Summary
Background
Chronic spontaneous urticaria (CSU) is a skin disease, with itchy hives and / or angioedema that last for at least 6 weeks without an obvious external trigger.
Objectives
The objective of this study was to determine the cost-effectiveness of omalizumab relative to standard of care (SoC; up to 4 times the daily dose of H1-antihistaminics) for the Netherlands from a societal perspective.
Methods
The Markov model used consisted of five health states based on Urticaria Activity Score over seven days (UAS7).
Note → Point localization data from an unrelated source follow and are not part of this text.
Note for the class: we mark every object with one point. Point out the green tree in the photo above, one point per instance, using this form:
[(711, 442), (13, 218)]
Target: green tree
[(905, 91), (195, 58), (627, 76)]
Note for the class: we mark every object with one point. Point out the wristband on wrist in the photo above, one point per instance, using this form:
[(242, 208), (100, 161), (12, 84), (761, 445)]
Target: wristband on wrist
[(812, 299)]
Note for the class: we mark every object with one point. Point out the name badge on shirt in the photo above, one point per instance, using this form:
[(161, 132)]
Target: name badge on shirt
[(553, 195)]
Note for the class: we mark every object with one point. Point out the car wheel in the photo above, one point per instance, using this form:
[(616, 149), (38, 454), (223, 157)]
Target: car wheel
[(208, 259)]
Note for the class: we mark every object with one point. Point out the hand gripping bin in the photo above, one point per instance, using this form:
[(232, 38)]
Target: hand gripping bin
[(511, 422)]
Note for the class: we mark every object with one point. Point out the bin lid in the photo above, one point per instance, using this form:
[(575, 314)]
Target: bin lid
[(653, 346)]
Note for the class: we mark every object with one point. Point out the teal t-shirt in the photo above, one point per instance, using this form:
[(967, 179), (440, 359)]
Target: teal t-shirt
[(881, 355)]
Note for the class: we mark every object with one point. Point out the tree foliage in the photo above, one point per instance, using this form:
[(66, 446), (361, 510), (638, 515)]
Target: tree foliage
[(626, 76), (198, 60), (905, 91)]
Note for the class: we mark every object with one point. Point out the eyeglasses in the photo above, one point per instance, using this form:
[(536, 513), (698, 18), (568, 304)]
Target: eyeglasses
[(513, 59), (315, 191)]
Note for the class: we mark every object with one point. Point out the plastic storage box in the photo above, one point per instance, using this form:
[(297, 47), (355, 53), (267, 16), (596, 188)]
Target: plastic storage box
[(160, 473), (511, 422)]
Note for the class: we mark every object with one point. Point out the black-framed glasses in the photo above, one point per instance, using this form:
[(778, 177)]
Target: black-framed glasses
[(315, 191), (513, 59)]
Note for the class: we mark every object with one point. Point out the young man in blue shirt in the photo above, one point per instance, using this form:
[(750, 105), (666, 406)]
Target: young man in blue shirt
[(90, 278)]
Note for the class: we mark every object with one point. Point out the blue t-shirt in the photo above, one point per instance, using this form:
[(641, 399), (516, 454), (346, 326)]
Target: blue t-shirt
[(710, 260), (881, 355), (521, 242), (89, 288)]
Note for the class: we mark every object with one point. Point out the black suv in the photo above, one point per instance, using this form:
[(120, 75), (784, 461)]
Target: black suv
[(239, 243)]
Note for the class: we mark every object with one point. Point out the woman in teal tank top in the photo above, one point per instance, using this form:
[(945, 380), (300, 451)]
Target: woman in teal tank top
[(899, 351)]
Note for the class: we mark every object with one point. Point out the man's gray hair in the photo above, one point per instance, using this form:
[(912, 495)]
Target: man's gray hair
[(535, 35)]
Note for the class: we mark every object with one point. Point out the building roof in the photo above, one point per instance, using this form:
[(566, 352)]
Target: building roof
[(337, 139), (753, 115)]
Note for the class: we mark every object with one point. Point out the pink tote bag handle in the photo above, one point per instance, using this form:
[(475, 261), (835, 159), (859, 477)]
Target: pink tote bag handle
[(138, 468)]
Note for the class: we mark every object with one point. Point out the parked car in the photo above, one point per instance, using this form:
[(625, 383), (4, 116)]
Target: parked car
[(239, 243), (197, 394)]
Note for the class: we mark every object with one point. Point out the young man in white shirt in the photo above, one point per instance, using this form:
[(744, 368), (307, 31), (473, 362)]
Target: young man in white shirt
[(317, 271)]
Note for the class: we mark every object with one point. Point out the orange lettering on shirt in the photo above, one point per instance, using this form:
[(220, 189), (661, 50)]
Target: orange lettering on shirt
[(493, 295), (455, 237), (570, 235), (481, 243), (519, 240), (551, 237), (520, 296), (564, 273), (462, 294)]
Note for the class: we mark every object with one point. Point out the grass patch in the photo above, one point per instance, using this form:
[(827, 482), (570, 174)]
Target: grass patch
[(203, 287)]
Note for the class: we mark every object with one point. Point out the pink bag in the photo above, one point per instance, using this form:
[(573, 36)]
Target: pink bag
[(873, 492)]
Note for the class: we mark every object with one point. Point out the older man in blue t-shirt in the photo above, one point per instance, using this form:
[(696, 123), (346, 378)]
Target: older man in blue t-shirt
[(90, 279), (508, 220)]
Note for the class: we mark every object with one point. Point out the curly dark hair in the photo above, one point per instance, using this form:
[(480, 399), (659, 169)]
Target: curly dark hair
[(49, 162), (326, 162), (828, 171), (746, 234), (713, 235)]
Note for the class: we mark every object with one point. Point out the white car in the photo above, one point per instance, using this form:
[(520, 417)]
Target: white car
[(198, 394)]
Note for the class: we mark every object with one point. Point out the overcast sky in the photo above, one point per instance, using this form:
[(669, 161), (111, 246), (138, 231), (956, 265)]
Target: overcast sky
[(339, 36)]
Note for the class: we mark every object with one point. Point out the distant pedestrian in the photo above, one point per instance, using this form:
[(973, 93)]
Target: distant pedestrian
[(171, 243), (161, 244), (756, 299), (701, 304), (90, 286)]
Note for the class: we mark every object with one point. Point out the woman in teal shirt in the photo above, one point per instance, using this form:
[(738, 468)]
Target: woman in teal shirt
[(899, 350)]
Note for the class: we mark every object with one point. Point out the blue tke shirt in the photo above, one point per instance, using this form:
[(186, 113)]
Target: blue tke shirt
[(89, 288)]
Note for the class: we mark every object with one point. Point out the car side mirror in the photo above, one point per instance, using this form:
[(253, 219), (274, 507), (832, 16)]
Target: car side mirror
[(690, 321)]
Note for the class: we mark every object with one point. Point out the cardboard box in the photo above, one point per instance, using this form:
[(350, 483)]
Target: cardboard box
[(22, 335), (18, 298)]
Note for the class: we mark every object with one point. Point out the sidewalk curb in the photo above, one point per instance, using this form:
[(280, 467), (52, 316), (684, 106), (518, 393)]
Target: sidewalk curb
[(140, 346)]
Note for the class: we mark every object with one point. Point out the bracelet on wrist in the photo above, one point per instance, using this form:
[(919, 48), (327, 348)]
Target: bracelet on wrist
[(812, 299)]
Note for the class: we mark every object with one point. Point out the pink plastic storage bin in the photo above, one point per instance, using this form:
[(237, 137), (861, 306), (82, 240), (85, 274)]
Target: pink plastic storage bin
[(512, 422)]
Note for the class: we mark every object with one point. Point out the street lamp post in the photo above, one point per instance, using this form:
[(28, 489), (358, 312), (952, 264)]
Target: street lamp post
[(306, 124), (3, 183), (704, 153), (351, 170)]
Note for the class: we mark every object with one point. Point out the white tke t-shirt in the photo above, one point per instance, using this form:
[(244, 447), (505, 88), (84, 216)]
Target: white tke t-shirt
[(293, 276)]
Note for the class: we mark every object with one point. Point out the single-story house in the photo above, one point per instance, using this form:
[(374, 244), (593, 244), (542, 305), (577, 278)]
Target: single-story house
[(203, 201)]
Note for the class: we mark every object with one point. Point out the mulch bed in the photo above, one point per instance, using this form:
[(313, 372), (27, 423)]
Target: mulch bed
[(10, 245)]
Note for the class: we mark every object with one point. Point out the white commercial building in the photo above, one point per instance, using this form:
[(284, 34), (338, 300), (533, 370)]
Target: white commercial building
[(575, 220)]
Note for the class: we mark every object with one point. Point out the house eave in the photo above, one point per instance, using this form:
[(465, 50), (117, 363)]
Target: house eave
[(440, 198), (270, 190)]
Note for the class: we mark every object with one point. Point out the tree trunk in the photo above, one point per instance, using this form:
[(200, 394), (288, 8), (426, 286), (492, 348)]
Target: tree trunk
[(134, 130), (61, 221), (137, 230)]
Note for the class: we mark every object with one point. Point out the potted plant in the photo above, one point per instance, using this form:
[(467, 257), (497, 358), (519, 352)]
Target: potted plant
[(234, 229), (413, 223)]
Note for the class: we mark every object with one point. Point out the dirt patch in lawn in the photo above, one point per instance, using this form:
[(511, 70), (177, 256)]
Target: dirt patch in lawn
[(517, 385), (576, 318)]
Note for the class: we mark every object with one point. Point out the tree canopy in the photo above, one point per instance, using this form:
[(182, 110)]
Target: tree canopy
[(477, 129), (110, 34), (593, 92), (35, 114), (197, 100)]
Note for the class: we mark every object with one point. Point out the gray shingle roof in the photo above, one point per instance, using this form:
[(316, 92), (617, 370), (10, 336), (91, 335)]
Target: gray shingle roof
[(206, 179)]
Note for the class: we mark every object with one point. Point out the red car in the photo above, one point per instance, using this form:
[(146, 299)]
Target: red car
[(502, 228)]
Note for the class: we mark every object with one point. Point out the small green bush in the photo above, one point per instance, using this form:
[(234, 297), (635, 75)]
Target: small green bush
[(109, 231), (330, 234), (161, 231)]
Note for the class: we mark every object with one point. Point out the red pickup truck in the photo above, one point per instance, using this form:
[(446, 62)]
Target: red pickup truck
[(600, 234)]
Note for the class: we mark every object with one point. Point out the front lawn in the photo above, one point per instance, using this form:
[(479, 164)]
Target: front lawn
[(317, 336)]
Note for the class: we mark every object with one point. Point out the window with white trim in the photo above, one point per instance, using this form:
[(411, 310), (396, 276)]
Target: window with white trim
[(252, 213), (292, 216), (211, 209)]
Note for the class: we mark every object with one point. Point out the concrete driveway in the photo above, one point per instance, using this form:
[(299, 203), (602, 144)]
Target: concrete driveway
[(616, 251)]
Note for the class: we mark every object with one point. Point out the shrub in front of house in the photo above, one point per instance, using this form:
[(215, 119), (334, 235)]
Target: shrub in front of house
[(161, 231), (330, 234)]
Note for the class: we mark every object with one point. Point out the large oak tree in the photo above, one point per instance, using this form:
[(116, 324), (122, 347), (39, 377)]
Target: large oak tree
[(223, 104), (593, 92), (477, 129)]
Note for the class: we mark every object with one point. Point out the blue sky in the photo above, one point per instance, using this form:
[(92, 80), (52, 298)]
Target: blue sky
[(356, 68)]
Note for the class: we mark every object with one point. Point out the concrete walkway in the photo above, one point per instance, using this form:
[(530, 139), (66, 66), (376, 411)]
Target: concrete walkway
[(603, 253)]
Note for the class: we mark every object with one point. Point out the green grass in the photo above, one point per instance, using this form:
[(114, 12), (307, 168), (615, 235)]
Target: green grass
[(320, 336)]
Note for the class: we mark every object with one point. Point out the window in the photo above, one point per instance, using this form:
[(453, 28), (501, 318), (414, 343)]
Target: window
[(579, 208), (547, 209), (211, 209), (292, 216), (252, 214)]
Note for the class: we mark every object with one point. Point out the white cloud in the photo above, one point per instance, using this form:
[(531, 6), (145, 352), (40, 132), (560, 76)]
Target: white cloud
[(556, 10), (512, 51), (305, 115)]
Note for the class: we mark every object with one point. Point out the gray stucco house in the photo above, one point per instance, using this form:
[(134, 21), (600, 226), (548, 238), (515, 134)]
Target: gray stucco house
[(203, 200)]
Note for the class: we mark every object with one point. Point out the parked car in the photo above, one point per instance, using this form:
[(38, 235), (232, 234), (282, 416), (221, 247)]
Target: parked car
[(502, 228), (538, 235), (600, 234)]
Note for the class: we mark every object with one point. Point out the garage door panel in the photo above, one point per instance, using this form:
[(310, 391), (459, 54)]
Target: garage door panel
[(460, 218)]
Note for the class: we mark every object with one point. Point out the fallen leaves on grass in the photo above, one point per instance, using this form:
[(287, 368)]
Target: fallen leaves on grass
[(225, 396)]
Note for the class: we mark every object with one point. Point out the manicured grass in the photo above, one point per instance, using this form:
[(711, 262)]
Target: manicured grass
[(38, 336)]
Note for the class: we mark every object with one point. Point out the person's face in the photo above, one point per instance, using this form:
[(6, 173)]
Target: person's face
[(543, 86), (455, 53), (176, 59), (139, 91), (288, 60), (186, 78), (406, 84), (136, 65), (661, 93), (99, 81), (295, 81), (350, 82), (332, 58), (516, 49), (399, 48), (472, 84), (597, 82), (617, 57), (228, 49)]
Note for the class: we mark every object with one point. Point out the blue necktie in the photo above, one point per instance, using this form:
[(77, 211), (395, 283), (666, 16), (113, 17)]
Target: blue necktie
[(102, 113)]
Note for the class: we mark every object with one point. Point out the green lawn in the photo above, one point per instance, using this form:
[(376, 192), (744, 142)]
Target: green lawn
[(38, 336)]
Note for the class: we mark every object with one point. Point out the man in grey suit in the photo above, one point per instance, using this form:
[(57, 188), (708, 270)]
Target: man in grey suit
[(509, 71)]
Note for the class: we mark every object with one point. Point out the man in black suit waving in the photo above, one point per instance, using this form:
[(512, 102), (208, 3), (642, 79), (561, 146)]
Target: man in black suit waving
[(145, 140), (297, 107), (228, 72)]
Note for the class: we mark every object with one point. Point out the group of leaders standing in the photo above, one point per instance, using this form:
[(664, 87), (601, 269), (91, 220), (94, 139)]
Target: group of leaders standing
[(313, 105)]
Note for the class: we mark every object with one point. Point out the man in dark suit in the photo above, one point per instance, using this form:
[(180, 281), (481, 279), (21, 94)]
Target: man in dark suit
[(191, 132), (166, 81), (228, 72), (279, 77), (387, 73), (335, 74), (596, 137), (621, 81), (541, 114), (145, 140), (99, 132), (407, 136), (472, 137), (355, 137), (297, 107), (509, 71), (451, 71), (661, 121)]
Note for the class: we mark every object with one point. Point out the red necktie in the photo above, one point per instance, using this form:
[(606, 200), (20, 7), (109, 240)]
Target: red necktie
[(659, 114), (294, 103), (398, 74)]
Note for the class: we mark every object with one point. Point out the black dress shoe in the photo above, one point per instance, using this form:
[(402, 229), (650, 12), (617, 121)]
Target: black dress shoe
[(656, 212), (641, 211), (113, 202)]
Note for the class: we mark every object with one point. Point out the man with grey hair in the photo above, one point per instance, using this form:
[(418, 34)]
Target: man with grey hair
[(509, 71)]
Model settings and characteristics of the Dutch patient population were based on an online survey among clinical experts and were validated during an expert committee meeting. Transition probabilities were derived from the GLACIAL trial. Healthcare consumption, quality of life (using EQ-5D) and productivity losses were derived from a burden of illness study (ASSURE-CSU) among 93 Dutch patients. Healthcare consumption and productivity losses were valued using the Dutch costing manual. Comparator treatment was SoC, consisting of (up dosed) antihistamines. A ten-year time horizon was used.
Results
The incremental cost-effectiveness ratio (ICER) of omalizumab versus SoC was €17,502 per quality adjusted life year (QALY) gained. Productivity costs played an important role in the value of the ICER; discarding productivity costs resulted in an ICER of €85,310 per QALY.
Conclusions
Omalizumab is cost-effective compared to SoC. The outcomes of this study were used to establish omalizumab as third-line treatment in the Dutch treatment guidelines for CSU.